Dans la deuxième partie de son article « Qui dit Évangile dit chrétienté » publié le 26 novembre dernier, Étienne Omnès évoquait brièvement quelques arguments bibliques contre l’idée que le christianisme serait générateur d’une contre-culture. Cette affirmation, soulignait-il, est en effet inexacte : le christianisme n’est pas le support d’une contre-culture destinée à être toujours minoritaire, mais bien le socle d’une culture à part entière. Et c’est dans cette perspective qu’était souligné, à juste titre, que l’Évangile ne s’adresse pas à des individus seulement, mais bien à des sociétés tout entières. Les deux dernières strophes du Psaume 2 étaient alors évoquées, avec une mise en évidence de l’injonction faite aux rois de la terre d’embrasser le Fils de Dieu qui les dirige de toute manière avec un sceptre de fer : « Et maintenant, rois, conduisez-vous avec sagesse ! Juges de la terre, recevez instruction ! Servez l’Éternel avec crainte, et réjouissez-vous avec tremblement. Embrassez le fils, de peur qu’il ne s’irrite, et que vous ne périssiez dans votre voie. »
Les défenseurs d’une union entre l’Église et l’État (et il faut dire au passage qu’ils constituent l’immense majorité des réformateurs et des théologiens protestants jusqu’au XIXe s.) s’appuient le plus souvent sur deux passages que citaient déjà saint Augustin à ce sujet : Ésaïe 49 et le psaume 2 dont il vient d’être question.
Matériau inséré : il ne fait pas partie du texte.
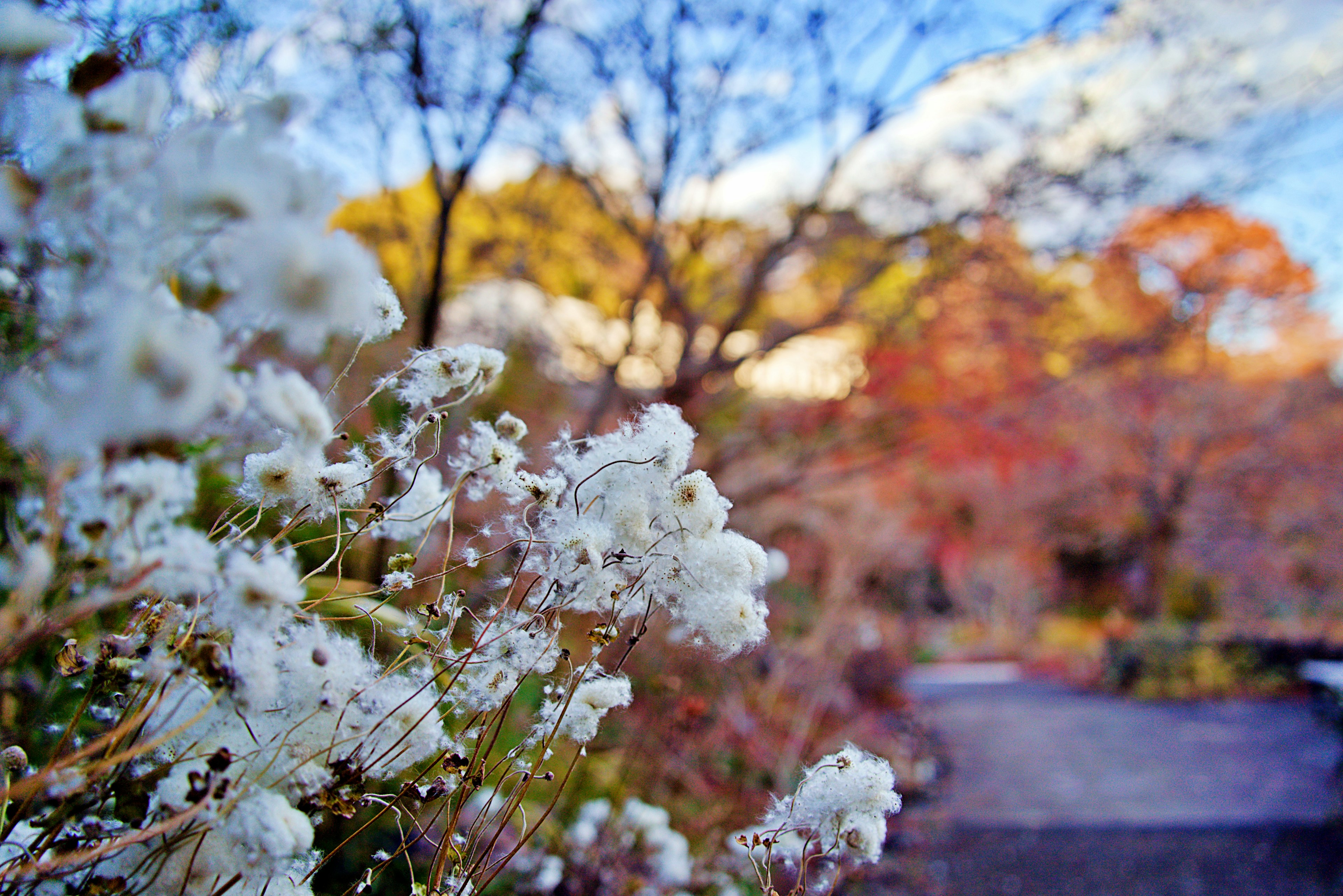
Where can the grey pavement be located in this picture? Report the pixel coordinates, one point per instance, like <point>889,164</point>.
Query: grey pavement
<point>1039,755</point>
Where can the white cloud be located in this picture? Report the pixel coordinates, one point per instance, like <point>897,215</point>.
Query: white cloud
<point>1167,100</point>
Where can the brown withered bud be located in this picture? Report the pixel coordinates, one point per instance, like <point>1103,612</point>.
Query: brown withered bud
<point>70,661</point>
<point>14,758</point>
<point>199,786</point>
<point>221,759</point>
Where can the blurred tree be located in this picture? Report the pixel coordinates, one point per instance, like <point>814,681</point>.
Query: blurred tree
<point>1104,422</point>
<point>696,145</point>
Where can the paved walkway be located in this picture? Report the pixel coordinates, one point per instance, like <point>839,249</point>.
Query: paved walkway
<point>1036,755</point>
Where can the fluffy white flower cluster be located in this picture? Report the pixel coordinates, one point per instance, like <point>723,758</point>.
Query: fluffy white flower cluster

C’est la prophétie d’Ésaïe qui va nous intéresser aujourd’hui.
I. La promesse faite à Sion que les rois de la terre seront ses nourriciers
Jérusalem exprime dans ce chapitre son sentiment d’avoir été abandonnée de Dieu (v. 14). Deux oracles divins viennent répondre à cette complainte : un premier oracle dans lequel Dieu indique qu’il ne l’a pas oubliée et qu’il va lui donner à nouveau de nombreux enfants (v. 15-21), et un second oracle qui dévoile la nature des relations entre les peuples de la terre et ces enfants de Sion : « Ainsi a parlé le Seigneur, l’Éternel : Voici, je lèverai ma main vers les nations, je dresserai ma bannière vers les peuples ; et ils ramèneront tes fils entre leurs bras, ils porteront tes filles sur leurs épaules. Des rois seront tes nourriciers, et leurs princesses tes nourrices ; ils se prosterneront devant toi la face contre terre, et ils lécheront la poussière de tes pieds, et tu sauras que je suis l’Éternel, et que ceux qui espèrent en moi ne seront point confus. » (v. 22-23) La promesse est ici faite à Sion que ces enfants lui seront ramenés par les nations qui les gardaient captifs, et que les rois de la terre qui jusqu’alors l’oppressaient seront désormais ses nourriciers.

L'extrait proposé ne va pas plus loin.